Il Tribunale, infatti, ha sottolineato come il venditore sia onerato della consegna all’acquirente di un immobile che sia effettivamente dotato dell’abitabilità.
In assenza del relativo certificato, attestante la salubrità e la conformità alla legge del bene compravenduto, quest’ultimo sarebbe addirittura incommerciabile.
Per il giudice palermitano, in queste ipotesi, sarebbe ravvisabile un inadempimento essenziale da parte del venditore che determinerebbe, per chi compra, l’impossibilità del legittimo godimento e della normale (ulteriore) commerciabilità dell’appartamento.
Mancanza del certificato di abitabilità: cosa aspettarsi?
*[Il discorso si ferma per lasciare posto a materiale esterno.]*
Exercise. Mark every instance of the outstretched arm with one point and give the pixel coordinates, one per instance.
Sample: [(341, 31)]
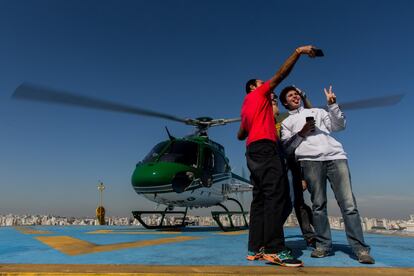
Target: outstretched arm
[(335, 119), (284, 71)]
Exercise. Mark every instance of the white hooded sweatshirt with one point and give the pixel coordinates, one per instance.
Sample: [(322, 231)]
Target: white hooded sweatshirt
[(318, 145)]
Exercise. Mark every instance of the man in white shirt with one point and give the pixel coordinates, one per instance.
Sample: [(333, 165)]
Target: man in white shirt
[(306, 132)]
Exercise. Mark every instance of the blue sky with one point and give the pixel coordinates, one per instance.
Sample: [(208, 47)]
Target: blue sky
[(191, 59)]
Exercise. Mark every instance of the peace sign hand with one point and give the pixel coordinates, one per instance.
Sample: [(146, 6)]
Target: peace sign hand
[(330, 96)]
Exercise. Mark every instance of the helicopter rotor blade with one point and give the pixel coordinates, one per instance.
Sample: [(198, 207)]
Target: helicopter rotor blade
[(33, 92), (220, 122), (372, 102)]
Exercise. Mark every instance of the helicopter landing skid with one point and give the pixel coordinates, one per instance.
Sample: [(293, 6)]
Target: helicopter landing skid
[(216, 216), (161, 225)]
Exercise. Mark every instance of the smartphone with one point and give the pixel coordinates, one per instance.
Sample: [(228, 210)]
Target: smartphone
[(318, 52), (310, 119)]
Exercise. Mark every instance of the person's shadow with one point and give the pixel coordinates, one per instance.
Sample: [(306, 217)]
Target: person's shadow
[(297, 244)]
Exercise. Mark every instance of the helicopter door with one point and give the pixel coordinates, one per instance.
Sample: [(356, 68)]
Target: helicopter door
[(208, 167)]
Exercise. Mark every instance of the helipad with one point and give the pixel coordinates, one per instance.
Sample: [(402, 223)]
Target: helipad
[(109, 250)]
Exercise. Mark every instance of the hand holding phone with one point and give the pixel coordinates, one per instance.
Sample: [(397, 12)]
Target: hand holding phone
[(318, 52)]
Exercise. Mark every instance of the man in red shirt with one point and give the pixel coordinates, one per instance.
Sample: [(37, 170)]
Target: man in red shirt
[(271, 202)]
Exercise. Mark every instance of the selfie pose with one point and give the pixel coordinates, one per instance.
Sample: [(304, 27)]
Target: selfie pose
[(306, 132)]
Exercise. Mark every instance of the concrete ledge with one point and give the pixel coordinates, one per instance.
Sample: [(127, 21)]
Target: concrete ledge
[(93, 269)]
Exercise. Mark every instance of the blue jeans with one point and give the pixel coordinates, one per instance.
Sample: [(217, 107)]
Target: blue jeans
[(337, 172)]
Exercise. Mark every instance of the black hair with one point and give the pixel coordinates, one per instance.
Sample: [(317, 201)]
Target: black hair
[(283, 93), (248, 83)]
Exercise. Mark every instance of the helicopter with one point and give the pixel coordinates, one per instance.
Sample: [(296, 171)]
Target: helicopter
[(187, 172)]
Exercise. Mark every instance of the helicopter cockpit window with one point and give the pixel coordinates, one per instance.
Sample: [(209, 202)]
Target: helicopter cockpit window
[(183, 152), (155, 152), (219, 163)]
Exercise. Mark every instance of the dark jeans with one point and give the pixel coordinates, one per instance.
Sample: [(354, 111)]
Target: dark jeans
[(337, 172), (303, 212), (271, 203)]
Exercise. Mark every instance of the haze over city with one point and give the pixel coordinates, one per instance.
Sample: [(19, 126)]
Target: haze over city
[(191, 59)]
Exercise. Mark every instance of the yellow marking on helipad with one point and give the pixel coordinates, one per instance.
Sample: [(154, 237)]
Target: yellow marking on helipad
[(72, 246), (241, 232), (135, 232), (28, 230), (158, 270)]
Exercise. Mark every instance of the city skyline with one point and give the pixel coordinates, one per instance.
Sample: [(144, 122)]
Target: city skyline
[(191, 59)]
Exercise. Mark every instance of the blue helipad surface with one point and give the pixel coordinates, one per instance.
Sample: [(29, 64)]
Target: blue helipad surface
[(192, 246)]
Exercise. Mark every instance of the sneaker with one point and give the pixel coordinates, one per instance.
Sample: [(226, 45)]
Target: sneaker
[(254, 256), (364, 257), (283, 258), (320, 253), (311, 243)]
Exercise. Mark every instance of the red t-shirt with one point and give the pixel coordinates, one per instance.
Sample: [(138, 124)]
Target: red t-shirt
[(257, 115)]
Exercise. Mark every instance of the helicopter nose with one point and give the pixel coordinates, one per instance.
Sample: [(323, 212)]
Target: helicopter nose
[(181, 181), (161, 177)]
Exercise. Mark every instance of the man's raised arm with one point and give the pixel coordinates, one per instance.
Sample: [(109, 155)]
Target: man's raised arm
[(284, 71)]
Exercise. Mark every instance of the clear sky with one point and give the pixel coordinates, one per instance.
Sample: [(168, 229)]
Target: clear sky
[(190, 59)]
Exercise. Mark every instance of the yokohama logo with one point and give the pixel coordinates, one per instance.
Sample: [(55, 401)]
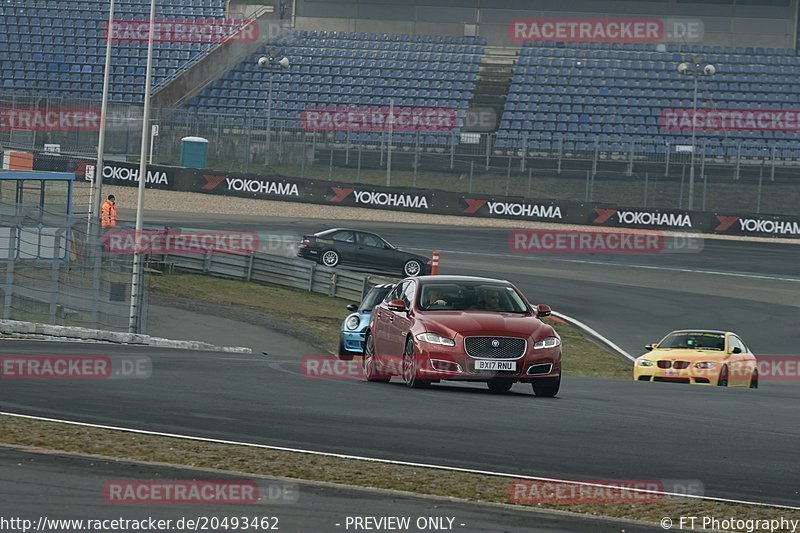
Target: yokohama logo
[(383, 199), (391, 199), (129, 174), (644, 218), (525, 210), (259, 187), (758, 225)]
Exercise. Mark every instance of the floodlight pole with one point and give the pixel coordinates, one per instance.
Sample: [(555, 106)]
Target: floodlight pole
[(136, 281), (695, 70), (96, 184)]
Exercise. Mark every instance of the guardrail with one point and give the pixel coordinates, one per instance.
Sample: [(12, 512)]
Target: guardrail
[(276, 270)]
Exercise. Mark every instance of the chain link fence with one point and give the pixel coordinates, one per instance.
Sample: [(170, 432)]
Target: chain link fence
[(54, 270), (728, 175)]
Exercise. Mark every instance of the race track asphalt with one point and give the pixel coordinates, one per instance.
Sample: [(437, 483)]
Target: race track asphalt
[(60, 487), (739, 443), (752, 288)]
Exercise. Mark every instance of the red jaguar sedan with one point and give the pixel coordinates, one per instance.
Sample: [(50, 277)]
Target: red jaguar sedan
[(434, 328)]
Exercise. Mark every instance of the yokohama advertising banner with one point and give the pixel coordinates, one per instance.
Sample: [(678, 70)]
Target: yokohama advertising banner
[(757, 225), (521, 209)]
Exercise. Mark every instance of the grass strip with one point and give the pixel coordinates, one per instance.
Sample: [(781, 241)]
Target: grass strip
[(20, 432)]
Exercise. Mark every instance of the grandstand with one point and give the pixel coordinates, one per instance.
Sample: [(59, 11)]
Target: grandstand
[(586, 100), (49, 50), (614, 96)]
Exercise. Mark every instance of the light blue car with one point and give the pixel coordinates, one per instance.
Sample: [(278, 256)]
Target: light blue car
[(351, 340)]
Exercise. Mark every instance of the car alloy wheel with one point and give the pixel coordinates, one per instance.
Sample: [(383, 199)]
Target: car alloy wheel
[(546, 388), (411, 367), (723, 377), (412, 268), (330, 258), (370, 362), (498, 386), (344, 355), (754, 380)]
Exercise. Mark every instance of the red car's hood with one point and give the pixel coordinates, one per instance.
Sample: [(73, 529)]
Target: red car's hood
[(468, 323)]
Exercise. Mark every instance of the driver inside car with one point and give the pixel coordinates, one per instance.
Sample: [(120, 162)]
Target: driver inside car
[(435, 298)]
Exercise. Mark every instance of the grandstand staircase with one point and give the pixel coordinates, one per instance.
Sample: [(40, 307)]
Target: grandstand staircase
[(213, 65), (494, 79)]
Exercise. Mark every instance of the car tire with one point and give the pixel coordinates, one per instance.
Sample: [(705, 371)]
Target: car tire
[(411, 367), (498, 386), (370, 362), (412, 267), (546, 388), (344, 355), (722, 381), (329, 258), (754, 380)]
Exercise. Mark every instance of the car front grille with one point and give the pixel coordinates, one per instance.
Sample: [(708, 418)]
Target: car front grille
[(672, 380), (495, 347)]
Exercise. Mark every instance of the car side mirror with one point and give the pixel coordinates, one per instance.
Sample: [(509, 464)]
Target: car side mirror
[(396, 305)]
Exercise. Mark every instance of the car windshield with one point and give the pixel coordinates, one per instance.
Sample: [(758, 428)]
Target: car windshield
[(471, 296), (373, 298), (693, 340)]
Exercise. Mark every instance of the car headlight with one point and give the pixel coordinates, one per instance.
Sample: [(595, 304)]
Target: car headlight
[(548, 342), (352, 322), (433, 338)]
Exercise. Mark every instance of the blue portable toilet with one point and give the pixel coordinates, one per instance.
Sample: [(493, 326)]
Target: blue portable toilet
[(194, 152)]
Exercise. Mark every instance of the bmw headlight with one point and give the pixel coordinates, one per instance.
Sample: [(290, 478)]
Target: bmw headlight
[(548, 342), (433, 338), (352, 322)]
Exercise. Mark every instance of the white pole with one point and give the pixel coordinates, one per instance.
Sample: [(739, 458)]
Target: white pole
[(96, 185), (389, 145), (152, 142), (133, 325), (694, 121)]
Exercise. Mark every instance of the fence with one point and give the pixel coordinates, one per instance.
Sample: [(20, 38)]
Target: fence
[(728, 175), (285, 272), (52, 273)]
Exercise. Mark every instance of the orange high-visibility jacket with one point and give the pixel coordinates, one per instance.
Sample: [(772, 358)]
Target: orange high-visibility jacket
[(108, 217)]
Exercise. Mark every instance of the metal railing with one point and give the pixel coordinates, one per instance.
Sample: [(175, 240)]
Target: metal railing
[(260, 267)]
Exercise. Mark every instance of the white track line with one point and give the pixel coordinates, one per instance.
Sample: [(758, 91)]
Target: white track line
[(392, 462), (593, 333)]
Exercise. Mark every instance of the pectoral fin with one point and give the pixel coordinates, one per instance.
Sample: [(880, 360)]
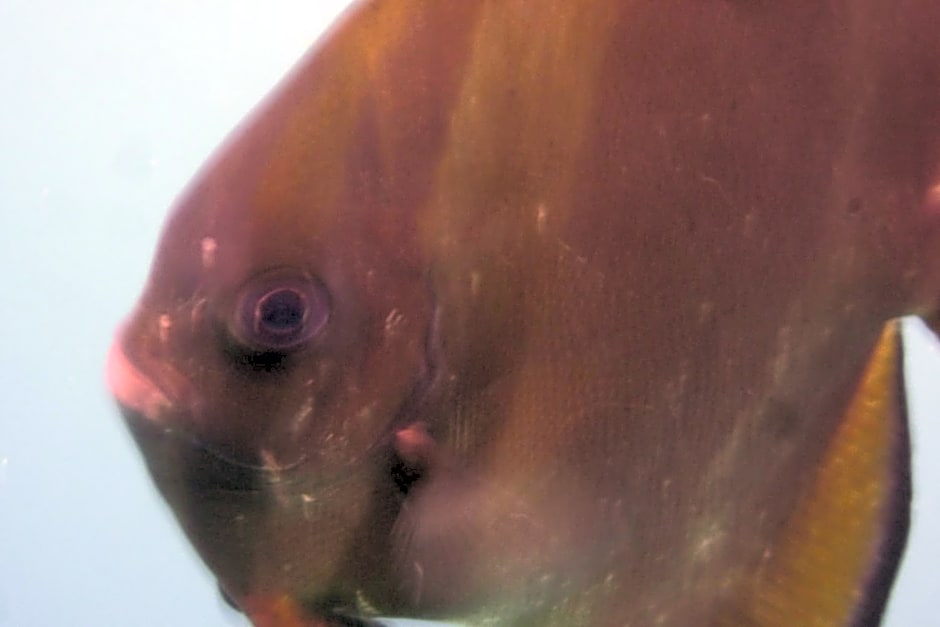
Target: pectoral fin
[(835, 563)]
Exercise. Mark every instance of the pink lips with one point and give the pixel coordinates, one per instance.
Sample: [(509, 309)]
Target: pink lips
[(132, 389)]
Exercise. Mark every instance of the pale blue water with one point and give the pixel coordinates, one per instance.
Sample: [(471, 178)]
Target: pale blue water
[(106, 110)]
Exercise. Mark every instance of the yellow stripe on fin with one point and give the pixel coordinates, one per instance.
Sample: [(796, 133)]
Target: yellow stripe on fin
[(838, 556)]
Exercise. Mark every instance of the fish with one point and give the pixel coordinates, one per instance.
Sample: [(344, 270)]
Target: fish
[(560, 313)]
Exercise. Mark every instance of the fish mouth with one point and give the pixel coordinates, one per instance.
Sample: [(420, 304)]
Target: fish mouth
[(132, 389), (160, 399)]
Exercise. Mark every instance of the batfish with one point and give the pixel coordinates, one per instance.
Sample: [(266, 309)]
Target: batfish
[(564, 313)]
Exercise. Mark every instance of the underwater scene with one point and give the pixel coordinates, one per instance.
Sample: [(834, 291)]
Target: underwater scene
[(491, 314)]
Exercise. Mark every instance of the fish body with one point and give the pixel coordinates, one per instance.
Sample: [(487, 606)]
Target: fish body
[(577, 313)]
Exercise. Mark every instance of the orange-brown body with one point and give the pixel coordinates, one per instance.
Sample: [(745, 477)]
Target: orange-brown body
[(610, 288)]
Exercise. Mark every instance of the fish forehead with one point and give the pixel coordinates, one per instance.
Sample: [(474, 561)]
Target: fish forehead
[(639, 232)]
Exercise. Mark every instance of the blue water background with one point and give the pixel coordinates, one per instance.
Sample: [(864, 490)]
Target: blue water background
[(106, 110)]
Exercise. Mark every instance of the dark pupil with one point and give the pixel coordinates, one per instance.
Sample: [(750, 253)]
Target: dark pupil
[(281, 311)]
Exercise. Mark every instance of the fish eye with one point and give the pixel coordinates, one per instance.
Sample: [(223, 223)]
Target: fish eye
[(278, 311)]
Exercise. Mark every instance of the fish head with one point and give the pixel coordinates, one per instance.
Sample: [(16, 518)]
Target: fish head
[(281, 335)]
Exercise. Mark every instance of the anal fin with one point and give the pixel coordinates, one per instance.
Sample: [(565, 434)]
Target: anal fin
[(837, 558)]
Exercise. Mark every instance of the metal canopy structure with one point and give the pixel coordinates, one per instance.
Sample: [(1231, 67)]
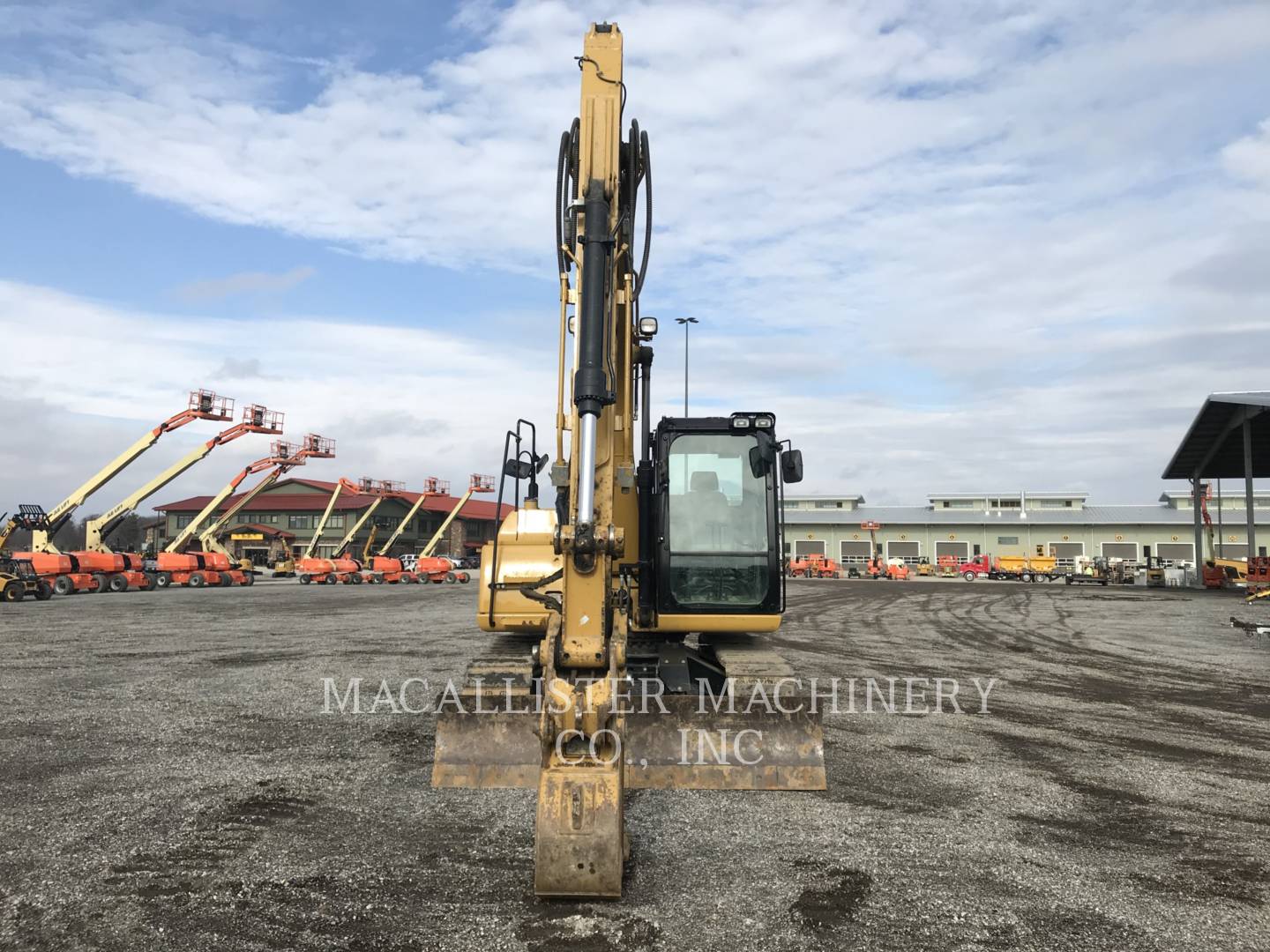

Come si vede, dunque, si tratta di due posizioni apparentemente inconciliabili che, tuttavia, a ben riflettere, trovano la loro naturale composizione nell’applicazione, al caso concreto, del principio di elaborazione giurisprudenziale del buon senso e della buona fede contrattuale.
In applicazione di detti criteri, la mancanza del certificato di abitabilità dev’essere valutata alla stregua delle condizioni effettive dell’immobile al momento della stipula del contratto, consentendone la risoluzione, e legittimando la richiesta risarcitoria conseguente, solo quando il bene sia talmente compromesso da non poter acquisire neanche in futuro l’abitabilità in parola (Cass. 17123/2020).